Forecast: Next 30 Days and 90 Days

30 days: The key event is the Central Bank meeting on June 18. Our baseline scenario: the rate remains at 14.5%. Reason: inflation by the Central Bank's method is not declining, and services continue to rise at an annual rate of 9–10%. If overall May inflation (Rosstat data due June 10) comes in below 0.2% (consensus forecast: 0.14–0.17%), the probability of a rate cut rises to 35–40%. If above 0.2%, the probability drops to 10–15%.

May inflation, in our estimate, will be 0.15–0.18% — slightly above April's 0.14%, but still within seasonal norms.

90 days: By August, the situation will become clearer.
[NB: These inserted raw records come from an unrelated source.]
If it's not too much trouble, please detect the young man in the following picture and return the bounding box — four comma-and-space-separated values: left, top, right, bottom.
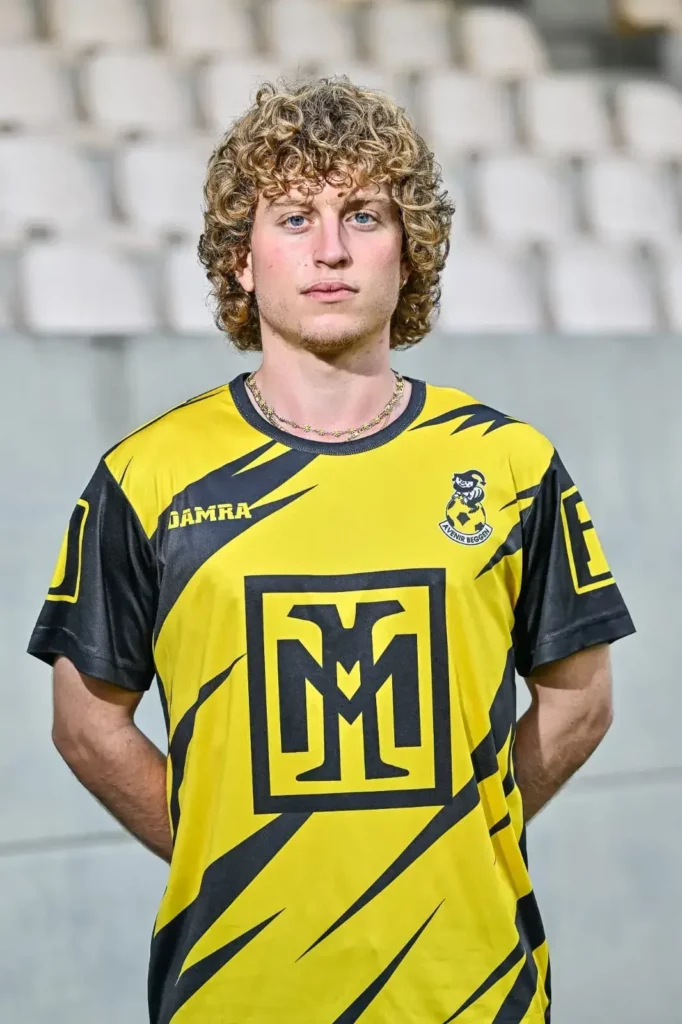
30, 80, 633, 1024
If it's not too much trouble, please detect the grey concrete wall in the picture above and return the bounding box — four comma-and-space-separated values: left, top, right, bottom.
0, 335, 682, 1024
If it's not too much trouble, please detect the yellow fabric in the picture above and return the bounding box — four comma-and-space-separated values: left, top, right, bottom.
102, 387, 569, 1024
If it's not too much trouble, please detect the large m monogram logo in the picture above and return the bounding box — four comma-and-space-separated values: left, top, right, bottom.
246, 569, 452, 813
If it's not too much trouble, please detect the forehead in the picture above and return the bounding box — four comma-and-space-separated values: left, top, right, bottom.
258, 178, 391, 209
Optimistic scenario (40%): fruit and vegetable deflation continues, services begin to slow (high base effect from summer 2025, when there was a spike in tour and airfare prices), and annual inflation by the Central Bank's method falls to 5.1–5.2%. Then the Central Bank could cut the rate to 14% in July–August.
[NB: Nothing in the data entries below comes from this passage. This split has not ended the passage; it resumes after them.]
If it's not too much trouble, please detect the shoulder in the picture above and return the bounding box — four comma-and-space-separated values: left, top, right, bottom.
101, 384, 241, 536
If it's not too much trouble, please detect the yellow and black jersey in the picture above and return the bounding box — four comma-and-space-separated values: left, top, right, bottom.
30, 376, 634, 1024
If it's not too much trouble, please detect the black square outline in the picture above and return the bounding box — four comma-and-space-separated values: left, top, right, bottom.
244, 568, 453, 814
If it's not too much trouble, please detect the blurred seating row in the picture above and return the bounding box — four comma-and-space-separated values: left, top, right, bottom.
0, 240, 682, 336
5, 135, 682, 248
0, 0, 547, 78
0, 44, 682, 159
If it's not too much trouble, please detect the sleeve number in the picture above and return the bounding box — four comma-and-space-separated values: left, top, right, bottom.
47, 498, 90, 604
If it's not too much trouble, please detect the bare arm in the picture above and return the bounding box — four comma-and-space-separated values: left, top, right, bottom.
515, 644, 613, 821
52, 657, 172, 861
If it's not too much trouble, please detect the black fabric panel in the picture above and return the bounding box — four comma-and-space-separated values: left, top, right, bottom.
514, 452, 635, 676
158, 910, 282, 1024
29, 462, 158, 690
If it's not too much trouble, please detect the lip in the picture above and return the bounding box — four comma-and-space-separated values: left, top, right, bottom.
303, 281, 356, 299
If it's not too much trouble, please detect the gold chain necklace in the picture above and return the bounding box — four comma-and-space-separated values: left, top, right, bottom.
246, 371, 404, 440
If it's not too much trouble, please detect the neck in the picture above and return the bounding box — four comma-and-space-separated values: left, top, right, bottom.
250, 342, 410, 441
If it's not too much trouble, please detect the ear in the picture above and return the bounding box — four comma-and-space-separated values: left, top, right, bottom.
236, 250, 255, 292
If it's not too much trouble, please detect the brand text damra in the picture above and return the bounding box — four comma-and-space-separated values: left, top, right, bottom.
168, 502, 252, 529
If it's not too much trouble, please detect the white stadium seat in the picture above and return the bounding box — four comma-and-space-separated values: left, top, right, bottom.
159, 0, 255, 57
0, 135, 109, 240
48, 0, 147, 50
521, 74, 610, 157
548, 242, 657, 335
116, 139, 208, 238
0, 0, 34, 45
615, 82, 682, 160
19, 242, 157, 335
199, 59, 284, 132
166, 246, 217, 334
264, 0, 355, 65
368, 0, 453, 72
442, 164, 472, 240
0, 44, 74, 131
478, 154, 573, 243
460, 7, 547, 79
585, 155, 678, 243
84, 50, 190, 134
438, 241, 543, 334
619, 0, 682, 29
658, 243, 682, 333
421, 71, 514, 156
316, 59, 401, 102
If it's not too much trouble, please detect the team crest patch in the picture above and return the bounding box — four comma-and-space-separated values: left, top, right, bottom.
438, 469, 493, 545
Pessimistic scenario (60%): the effect of ruble strengthening (April–May) fades, imports become more expensive due to persistent logistics problems, and services continue to rise at 0.3–0.4% per week (yielding annual inflation of 15–20% in this segment). Then annual inflation by the Central Bank's method stays in the 5.4–5.6% range, and the Central Bank will not cut the rate at least until September.


Editorial Forecast

Based on current data, we believe that over the next 24–72 hours, the market reaction to the inflation statistics will be subdued but with a bias toward ruble strengthening. We expect the dollar-to-ruble exchange rate to test the 75.5–76.5 ruble level — the lower boundary of the corridor established after the April strengthening. Confidence level: medium, as geopolitical news could override domestic statistics. The main risk: if Friday, May 29, brings weekly inflation data above 0.1%, the market will price in a Central Bank rate hike, and the ruble will reverse upward to 78–79. This is the editorial opinion, not an investment recommendation.